“I would not forgive him for the suit,” Bernadette says.

The suit. The title for the mother of Sam’s child. Lucia had known the suit when they both worked with Sam years ago, and somehow Sam’s son and Lucia’s son, Daniel, have ended up at the same primary school, in the same class.

“How can you stand seeing her at Saint Michael’s, Lucia?” Bernadette says.

Lucia doesn’t like Bernadette’s tone. It’s written all over her face. “So I have to take Daniel out of school? Bernie, I have Sam’s kid at my house most weekends. Through Sam, not the suit. I can’t just turn around and ignore her when we’re doing tuckshop.”

“You do tuckshop with her?” Georgie asks, horrified.

“Well, if it makes you feel better,” Lucia says, “she’s having problems.”

Georgie bites her tongue. “So everyone imagines that I want her to be miserable.”

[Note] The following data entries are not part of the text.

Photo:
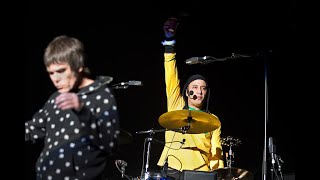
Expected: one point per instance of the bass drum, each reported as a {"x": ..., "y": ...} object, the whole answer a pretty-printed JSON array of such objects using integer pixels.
[{"x": 230, "y": 173}]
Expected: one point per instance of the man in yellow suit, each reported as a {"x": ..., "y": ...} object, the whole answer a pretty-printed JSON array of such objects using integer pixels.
[{"x": 199, "y": 151}]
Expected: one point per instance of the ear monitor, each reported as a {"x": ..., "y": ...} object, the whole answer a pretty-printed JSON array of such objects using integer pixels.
[{"x": 191, "y": 93}]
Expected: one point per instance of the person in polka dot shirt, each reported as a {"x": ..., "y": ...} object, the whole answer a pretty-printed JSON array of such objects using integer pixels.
[{"x": 79, "y": 123}]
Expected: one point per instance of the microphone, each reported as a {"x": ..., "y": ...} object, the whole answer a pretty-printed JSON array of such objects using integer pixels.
[
  {"x": 132, "y": 83},
  {"x": 198, "y": 60},
  {"x": 123, "y": 165},
  {"x": 125, "y": 85},
  {"x": 191, "y": 93},
  {"x": 272, "y": 150}
]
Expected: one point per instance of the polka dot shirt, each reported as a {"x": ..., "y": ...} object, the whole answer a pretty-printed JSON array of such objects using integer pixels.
[{"x": 76, "y": 144}]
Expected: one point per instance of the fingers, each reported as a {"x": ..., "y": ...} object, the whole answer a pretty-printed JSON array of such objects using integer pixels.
[{"x": 67, "y": 101}]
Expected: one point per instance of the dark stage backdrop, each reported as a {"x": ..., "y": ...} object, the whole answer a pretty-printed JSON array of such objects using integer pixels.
[{"x": 124, "y": 42}]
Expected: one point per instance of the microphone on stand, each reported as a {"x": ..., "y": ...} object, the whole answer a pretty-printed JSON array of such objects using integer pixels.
[
  {"x": 125, "y": 85},
  {"x": 198, "y": 60},
  {"x": 123, "y": 165},
  {"x": 272, "y": 150},
  {"x": 132, "y": 83}
]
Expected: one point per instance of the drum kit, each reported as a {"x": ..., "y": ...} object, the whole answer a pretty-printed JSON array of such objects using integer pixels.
[{"x": 190, "y": 122}]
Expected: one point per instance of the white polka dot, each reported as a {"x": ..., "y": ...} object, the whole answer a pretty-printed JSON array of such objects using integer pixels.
[
  {"x": 76, "y": 130},
  {"x": 72, "y": 145},
  {"x": 79, "y": 153},
  {"x": 108, "y": 124},
  {"x": 111, "y": 144},
  {"x": 106, "y": 101},
  {"x": 67, "y": 115},
  {"x": 93, "y": 126}
]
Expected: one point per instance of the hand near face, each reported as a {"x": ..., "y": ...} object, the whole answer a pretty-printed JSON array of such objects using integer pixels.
[{"x": 68, "y": 101}]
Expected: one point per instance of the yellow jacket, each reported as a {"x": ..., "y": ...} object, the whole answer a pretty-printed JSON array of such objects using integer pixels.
[{"x": 201, "y": 152}]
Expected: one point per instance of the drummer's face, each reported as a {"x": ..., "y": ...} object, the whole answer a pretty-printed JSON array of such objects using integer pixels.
[{"x": 199, "y": 88}]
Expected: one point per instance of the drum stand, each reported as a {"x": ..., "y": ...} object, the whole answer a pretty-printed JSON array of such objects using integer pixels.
[
  {"x": 230, "y": 141},
  {"x": 145, "y": 173}
]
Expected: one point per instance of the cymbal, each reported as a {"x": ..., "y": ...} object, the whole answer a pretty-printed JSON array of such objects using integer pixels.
[
  {"x": 124, "y": 137},
  {"x": 230, "y": 173},
  {"x": 189, "y": 121}
]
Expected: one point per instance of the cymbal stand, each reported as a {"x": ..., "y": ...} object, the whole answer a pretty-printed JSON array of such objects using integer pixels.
[
  {"x": 184, "y": 129},
  {"x": 230, "y": 141},
  {"x": 148, "y": 139}
]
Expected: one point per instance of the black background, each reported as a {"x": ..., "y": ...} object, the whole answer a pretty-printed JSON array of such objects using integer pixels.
[{"x": 123, "y": 41}]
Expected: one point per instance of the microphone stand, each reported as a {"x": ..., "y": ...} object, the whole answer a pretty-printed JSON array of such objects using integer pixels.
[
  {"x": 211, "y": 59},
  {"x": 264, "y": 161},
  {"x": 149, "y": 139}
]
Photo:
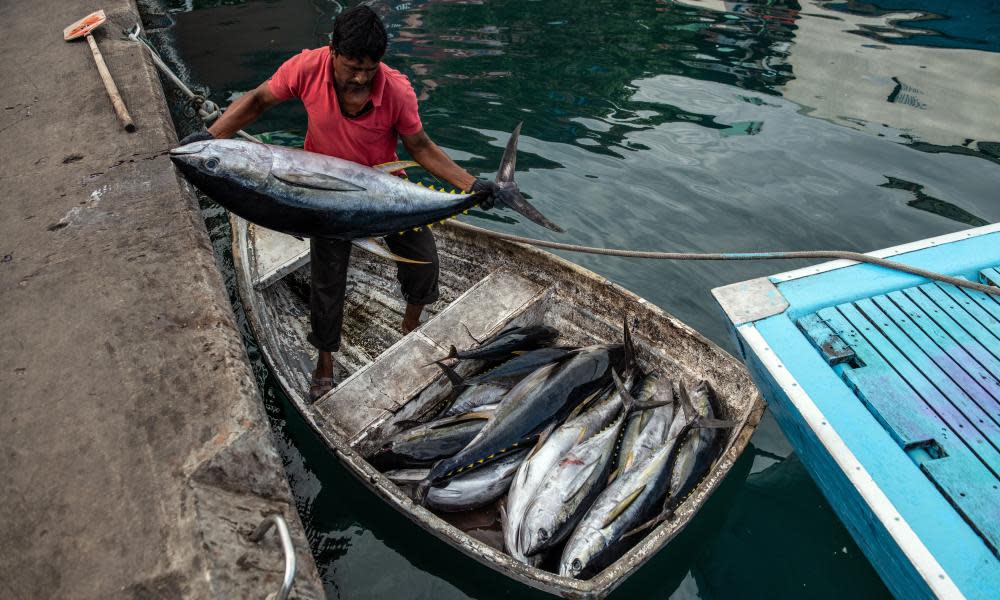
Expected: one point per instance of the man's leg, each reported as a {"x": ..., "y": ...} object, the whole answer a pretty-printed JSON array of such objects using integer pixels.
[
  {"x": 419, "y": 282},
  {"x": 328, "y": 260}
]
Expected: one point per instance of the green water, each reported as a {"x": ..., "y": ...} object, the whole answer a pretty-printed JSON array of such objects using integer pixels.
[{"x": 697, "y": 126}]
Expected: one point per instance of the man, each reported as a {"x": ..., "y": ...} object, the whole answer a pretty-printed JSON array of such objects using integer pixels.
[{"x": 357, "y": 107}]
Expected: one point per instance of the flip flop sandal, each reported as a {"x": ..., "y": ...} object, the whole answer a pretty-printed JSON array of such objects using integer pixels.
[{"x": 320, "y": 386}]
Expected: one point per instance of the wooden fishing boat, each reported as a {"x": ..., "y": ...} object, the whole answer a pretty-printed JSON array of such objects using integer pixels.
[
  {"x": 486, "y": 284},
  {"x": 888, "y": 386}
]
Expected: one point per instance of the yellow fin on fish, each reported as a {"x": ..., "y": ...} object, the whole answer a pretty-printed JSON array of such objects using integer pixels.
[
  {"x": 373, "y": 246},
  {"x": 622, "y": 506}
]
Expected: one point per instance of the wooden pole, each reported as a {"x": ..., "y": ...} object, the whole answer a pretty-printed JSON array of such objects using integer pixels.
[{"x": 109, "y": 85}]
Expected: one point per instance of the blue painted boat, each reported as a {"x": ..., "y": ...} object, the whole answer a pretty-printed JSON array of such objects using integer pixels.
[{"x": 888, "y": 386}]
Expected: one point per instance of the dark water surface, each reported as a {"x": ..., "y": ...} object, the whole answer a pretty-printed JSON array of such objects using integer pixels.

“Why not? I want her suffering like you’d never believe,” Bernadette snaps.

“I think she’s having issues with the guy she’s been dating for a while.” Lucia leans forward. “I think they’re very serious and he prefers it when Callum’s not around.”

“I can’t believe she would tell you that,” her sister says angrily. “You’re one of Georgie and Sam’s best friends. She has no right using you as a confidant.”

“She didn’t confide in me,” Lucia argues. “She told Kate Blaxland while they were heating up the chicken tenderloins the other day.”

“Because she knew you were listening,” Bernadette argues back.

Georgie doesn’t know whether she can handle a full-on argument between the sisters. Despite how distasteful she finds the topic, she decides to join the conversation to avoid the conflict.

“I can’t believe any of you are shocked that the boyfriend prefers it when the kid’s not around,” she says quietly.

“Well, if he loved her . . .”

“That’s bullshit. You can’t measure someone’s love based on how they feel about your child.”

“And I love the way she gets to do the tuckshop because Sam’s paying her enough child maintenance so she only has to work two days,” Bernadette says bitterly.

Lucia’s nodding. “She gets her hair straightened every week and the suit has been replaced by expensive Pilates gear.”

Georgie doesn’t want to hear any more. Regardless of how she feels, Sam’s kid seems happy and well adjusted, so they must be doing something right.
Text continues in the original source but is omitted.